UPD. just in case, I put my real table in the archive here. After unpacking to your working directory, tables can be loaded with the following code:
dtCoords <- fread("dtCoords.txt", sep="\t", header=TRUE) dtFrags <- fread("dtFrags.txt", sep="\t", header=TRUE)

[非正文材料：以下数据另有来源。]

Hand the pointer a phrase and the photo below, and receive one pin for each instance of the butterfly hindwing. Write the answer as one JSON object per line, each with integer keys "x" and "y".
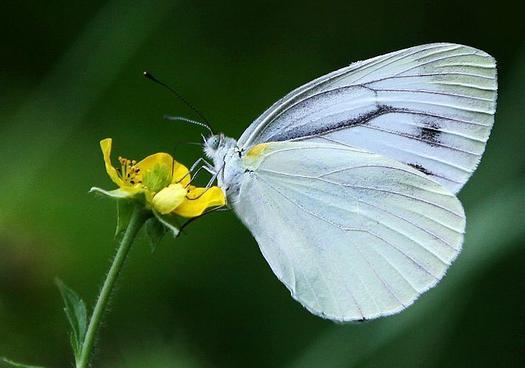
{"x": 352, "y": 234}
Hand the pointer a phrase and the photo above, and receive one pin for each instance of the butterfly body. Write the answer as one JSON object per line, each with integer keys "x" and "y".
{"x": 348, "y": 183}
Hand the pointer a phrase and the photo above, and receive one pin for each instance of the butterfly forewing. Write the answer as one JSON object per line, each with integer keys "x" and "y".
{"x": 430, "y": 107}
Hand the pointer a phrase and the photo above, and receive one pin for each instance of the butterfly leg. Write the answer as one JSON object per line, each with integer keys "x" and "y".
{"x": 193, "y": 169}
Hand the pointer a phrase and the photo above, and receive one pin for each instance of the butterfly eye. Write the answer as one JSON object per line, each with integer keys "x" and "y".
{"x": 213, "y": 142}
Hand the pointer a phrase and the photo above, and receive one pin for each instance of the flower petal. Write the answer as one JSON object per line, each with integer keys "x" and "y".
{"x": 181, "y": 174}
{"x": 200, "y": 199}
{"x": 105, "y": 146}
{"x": 169, "y": 198}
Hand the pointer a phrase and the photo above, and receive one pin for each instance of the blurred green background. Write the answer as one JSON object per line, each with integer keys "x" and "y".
{"x": 72, "y": 74}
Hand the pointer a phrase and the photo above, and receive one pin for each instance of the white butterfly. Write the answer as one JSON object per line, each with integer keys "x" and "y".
{"x": 348, "y": 183}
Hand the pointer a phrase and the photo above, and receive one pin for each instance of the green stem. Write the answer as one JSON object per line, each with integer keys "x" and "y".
{"x": 137, "y": 219}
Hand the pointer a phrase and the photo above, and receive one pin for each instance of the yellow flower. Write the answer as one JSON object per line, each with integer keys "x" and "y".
{"x": 164, "y": 183}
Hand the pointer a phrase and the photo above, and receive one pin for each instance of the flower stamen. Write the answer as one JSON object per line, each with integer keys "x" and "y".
{"x": 128, "y": 171}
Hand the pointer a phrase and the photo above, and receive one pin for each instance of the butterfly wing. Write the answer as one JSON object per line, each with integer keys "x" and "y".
{"x": 352, "y": 234}
{"x": 431, "y": 107}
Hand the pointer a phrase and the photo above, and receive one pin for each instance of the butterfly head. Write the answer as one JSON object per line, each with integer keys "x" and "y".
{"x": 215, "y": 144}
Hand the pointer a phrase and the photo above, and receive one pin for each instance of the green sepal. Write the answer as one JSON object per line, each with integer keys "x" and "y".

解决方案In general, it's very appropriate to use the bioconductor package
IRanges
to deal with problems related to intervals. It does so efficiently by implementing interval tree.GenomicRanges
is another package that builds on top ofIRanges
, specifically for handling, well, "Genomic Ranges".require(GenomicRanges) gr1 = with(dtFrags, GRanges(Rle(factor(chr, levels=c("1", "2", "X", "Y"))), IRanges(start, end))) gr2 = with(dtCoords, GRanges(Rle(factor(chr, levels=c("1", "2", "X", "Y"))), IRanges(coord, coord))) olaps = findOverlaps(gr2, gr1) dtCoords[, grp := seq_len(nrow(dtCoords))] dtFrags[subjectHits(olaps), grp := queryHits(olaps)] setkey(dtCoords, grp) setkey(dtFrags, grp) dtFrags[, list(grp, id, type)][dtCoords] grp id type id.1 chr coord 1: 1 1 exon 10 1 150 2: 2 2 intron 20 2 300 3: 2 4 exon 20 2 300 4: 3 NA NA 30 Y 500
这篇关于查找两个间隔数据之间的重叠范围的文章就介绍到这了,希望我们推荐的答案对大家有所帮助,也希望大家多多支持IT屋!